Lehman's CEO, Richard Fuld, gave an upbeat view of the credit markets back in April. Fuld's assessment followed those of two of his Wall Street peers, Morgan Stanley's John Mack and Goldman's Lloyd Blankfein, and preceded those of JPMorgan CEO Jamie Dimon and Citigroup CEO Vikram Pandit.
It's possible that Geoghegan might follow their lead when he speaks at HSBC's annual meeting. Even if he does, it's worth heeding his overriding caution and not assuming credit markets, and the firms that trade in them, will right themselves.
* * *
MatlinPatterson Global Advisors LLC needed only about half an hour for its investment in Standard Pacific Corp., the past year's worst performer among homebuilders in Standard & Poor's benchmark U.S. stock indexes, to start paying off.
It took that long for Standard Pacific's stock to exceed the $3.05-a-share price that MatlinPatterson, a New York-based private-equity firm that focuses on financially distressed companies, will pay for most of a $530 million-plus investment.
Standard Pacific closed yesterday at $3.29, up 48 percent. Even so, the Irvine, California-based company's stock has fallen 85 percent during the past 12 months, the biggest drop among 15 companies in S&P's Supercomposite Homebuilding Index. None of the index's other components has lost more than 70 percent.
MatlinPatterson is also backing Thornburg Mortgage Co., another casualty of the U.S. housing industry's collapse. The Santa Fe, New Mexico-based home lender has fallen 41 percent to 75 cents since reaching an agreement with the firm on March 25. Shareholders will meet on June 12 to decide the plan's fate.
* * *
Warner Music Group Corp.'s shareholders must be happy to see that Metallica, one of the company's top-selling acts, is promoting an album that won't come out for at least four months. The feeling may not last too long.

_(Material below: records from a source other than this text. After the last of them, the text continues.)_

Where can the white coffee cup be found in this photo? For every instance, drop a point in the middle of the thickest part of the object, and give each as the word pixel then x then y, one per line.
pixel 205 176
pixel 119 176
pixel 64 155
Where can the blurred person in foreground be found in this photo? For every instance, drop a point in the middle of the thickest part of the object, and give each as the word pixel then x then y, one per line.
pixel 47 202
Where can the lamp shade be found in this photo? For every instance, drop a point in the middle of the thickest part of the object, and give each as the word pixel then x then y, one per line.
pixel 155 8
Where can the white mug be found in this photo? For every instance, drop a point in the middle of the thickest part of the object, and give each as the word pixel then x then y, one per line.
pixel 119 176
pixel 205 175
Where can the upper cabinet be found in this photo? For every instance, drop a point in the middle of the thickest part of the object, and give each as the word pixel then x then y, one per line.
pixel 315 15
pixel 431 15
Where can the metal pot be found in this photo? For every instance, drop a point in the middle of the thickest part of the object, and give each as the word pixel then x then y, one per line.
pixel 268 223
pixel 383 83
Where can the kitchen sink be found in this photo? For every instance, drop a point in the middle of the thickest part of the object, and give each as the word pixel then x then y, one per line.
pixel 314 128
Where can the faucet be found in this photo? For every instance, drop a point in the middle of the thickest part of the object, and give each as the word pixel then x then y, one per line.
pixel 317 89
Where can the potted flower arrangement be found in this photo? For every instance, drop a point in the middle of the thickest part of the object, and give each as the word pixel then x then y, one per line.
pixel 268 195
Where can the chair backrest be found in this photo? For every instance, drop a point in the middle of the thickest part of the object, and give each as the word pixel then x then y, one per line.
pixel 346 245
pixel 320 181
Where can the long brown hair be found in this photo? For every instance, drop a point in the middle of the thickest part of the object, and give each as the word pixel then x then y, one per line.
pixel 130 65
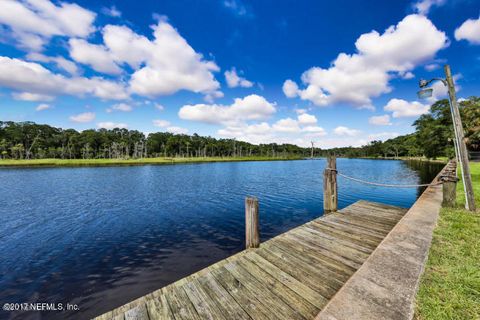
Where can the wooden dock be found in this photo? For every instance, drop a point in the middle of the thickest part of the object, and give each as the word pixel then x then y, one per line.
pixel 291 276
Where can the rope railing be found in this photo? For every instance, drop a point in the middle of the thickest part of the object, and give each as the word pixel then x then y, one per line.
pixel 386 184
pixel 447 178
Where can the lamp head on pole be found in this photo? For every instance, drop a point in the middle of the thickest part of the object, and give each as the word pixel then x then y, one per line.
pixel 425 93
pixel 423 83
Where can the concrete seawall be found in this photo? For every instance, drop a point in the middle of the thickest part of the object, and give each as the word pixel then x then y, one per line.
pixel 385 286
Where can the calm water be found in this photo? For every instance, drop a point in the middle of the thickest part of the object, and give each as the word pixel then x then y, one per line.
pixel 100 237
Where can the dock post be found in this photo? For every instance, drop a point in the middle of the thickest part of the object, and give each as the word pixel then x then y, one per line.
pixel 330 192
pixel 252 235
pixel 449 185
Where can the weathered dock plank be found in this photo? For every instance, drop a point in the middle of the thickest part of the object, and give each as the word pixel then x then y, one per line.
pixel 292 276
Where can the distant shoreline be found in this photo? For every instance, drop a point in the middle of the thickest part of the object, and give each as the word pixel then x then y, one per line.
pixel 12 163
pixel 131 162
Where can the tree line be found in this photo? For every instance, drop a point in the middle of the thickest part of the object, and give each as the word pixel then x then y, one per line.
pixel 433 136
pixel 27 140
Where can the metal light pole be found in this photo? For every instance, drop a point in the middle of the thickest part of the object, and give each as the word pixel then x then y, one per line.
pixel 460 147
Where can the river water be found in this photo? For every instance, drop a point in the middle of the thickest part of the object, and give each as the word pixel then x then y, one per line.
pixel 99 237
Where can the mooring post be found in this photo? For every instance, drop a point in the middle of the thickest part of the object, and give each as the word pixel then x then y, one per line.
pixel 330 194
pixel 252 235
pixel 449 185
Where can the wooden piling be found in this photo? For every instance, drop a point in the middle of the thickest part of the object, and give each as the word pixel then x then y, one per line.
pixel 330 192
pixel 449 179
pixel 252 235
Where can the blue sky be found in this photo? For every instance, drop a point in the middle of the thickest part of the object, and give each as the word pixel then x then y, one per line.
pixel 338 73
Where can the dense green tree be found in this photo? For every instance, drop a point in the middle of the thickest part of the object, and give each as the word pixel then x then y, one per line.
pixel 433 138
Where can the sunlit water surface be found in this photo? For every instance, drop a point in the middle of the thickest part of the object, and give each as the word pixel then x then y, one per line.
pixel 99 237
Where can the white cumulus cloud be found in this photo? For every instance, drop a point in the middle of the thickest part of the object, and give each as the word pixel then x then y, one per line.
pixel 43 106
pixel 424 6
pixel 33 78
pixel 234 80
pixel 59 61
pixel 120 107
pixel 28 96
pixel 112 12
pixel 33 22
pixel 252 107
pixel 96 56
pixel 357 78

Metallica yesterday introduced a Web site with ``fly on the wall footage of writing and recording'' its ninth studio album, due in the U.S. fall season. The San Francisco-based band has sold about 100 million copies of its recordings since 1981.

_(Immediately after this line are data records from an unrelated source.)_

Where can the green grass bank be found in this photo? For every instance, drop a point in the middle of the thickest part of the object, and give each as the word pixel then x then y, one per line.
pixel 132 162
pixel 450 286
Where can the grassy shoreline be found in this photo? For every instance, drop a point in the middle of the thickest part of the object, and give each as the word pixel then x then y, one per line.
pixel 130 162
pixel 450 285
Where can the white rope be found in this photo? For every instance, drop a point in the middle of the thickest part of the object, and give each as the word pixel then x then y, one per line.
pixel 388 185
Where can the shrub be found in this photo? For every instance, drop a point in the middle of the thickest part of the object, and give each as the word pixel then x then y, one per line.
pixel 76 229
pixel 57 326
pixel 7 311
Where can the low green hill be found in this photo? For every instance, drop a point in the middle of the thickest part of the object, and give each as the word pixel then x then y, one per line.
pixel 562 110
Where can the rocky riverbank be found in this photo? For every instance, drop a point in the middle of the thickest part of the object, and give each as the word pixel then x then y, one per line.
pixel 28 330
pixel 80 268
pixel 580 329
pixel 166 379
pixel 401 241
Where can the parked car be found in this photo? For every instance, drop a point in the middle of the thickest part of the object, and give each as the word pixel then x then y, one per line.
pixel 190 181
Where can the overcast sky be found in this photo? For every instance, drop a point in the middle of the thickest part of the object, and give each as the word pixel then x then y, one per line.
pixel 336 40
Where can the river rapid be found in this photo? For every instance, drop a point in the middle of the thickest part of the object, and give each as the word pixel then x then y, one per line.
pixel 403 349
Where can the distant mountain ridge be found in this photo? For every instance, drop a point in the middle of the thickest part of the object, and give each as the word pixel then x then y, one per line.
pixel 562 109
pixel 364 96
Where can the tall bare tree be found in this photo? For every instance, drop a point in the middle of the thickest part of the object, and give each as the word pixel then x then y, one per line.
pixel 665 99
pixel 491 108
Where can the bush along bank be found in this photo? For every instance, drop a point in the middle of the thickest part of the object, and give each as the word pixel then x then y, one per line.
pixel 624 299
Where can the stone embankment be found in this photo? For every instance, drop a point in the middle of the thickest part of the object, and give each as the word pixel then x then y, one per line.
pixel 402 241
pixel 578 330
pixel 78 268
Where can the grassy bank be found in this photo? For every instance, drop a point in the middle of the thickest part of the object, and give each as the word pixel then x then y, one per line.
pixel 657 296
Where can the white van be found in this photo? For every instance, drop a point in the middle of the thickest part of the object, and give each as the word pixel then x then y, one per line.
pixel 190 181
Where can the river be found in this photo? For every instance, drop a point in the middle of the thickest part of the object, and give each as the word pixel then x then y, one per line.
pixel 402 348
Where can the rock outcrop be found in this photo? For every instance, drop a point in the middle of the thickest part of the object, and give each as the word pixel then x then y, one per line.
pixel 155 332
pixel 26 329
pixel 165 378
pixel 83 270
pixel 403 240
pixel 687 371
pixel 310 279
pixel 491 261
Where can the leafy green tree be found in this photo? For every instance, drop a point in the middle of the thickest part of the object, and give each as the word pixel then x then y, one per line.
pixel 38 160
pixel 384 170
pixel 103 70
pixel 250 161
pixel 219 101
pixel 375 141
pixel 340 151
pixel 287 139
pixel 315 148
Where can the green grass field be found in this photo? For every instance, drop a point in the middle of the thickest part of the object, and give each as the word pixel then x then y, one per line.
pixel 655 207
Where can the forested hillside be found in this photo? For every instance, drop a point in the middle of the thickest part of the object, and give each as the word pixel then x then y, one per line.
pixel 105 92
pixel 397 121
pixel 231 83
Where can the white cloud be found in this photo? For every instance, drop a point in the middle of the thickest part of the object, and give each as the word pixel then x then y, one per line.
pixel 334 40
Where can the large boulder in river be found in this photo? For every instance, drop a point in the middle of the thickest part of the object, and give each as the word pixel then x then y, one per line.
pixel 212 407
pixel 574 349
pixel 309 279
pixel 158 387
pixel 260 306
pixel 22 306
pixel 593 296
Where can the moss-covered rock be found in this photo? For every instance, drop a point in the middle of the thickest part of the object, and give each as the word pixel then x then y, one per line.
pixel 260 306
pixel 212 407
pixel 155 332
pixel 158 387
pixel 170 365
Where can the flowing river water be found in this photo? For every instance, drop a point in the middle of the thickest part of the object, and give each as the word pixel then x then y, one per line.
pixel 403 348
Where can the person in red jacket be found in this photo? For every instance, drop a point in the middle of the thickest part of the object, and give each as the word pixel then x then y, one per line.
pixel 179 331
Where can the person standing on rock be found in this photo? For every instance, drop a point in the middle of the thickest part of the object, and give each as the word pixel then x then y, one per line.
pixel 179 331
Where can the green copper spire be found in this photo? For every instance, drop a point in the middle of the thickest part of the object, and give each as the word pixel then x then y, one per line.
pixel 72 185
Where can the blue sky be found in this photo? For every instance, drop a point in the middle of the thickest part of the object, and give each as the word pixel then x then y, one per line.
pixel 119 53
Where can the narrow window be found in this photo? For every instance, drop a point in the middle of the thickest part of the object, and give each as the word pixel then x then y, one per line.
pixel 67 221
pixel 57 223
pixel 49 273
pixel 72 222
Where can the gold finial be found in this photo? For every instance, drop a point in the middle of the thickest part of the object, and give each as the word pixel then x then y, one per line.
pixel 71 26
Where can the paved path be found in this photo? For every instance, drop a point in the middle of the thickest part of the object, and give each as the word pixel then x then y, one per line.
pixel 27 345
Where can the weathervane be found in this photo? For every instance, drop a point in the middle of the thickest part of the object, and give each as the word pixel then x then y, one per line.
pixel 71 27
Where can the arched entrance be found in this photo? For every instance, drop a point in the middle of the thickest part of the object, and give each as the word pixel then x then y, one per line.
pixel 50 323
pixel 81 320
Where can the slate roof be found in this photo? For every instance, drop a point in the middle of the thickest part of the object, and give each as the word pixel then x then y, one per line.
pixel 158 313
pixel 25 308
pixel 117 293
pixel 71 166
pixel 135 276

The pending release will be the last under Metallica's contract with Warner, which has put out its albums since 1984. Chief Executive Officer Edgar Bronfman Jr. declined to comment on the status of talks with the band when the New York-based company held a quarterly conference call earlier this month.
Metallica's future at Warner may be short-lived. The band already sells recordings of its concerts over the Internet. The company lost Madonna to Live Nation Inc., which signed her last year. Other popular artists, such as Jay-Z, Nine Inch Nails and Radiohead, have also abandoned major labels in this decade.
(David Wilson is a Bloomberg News columnist. The opinions expressed are his own.)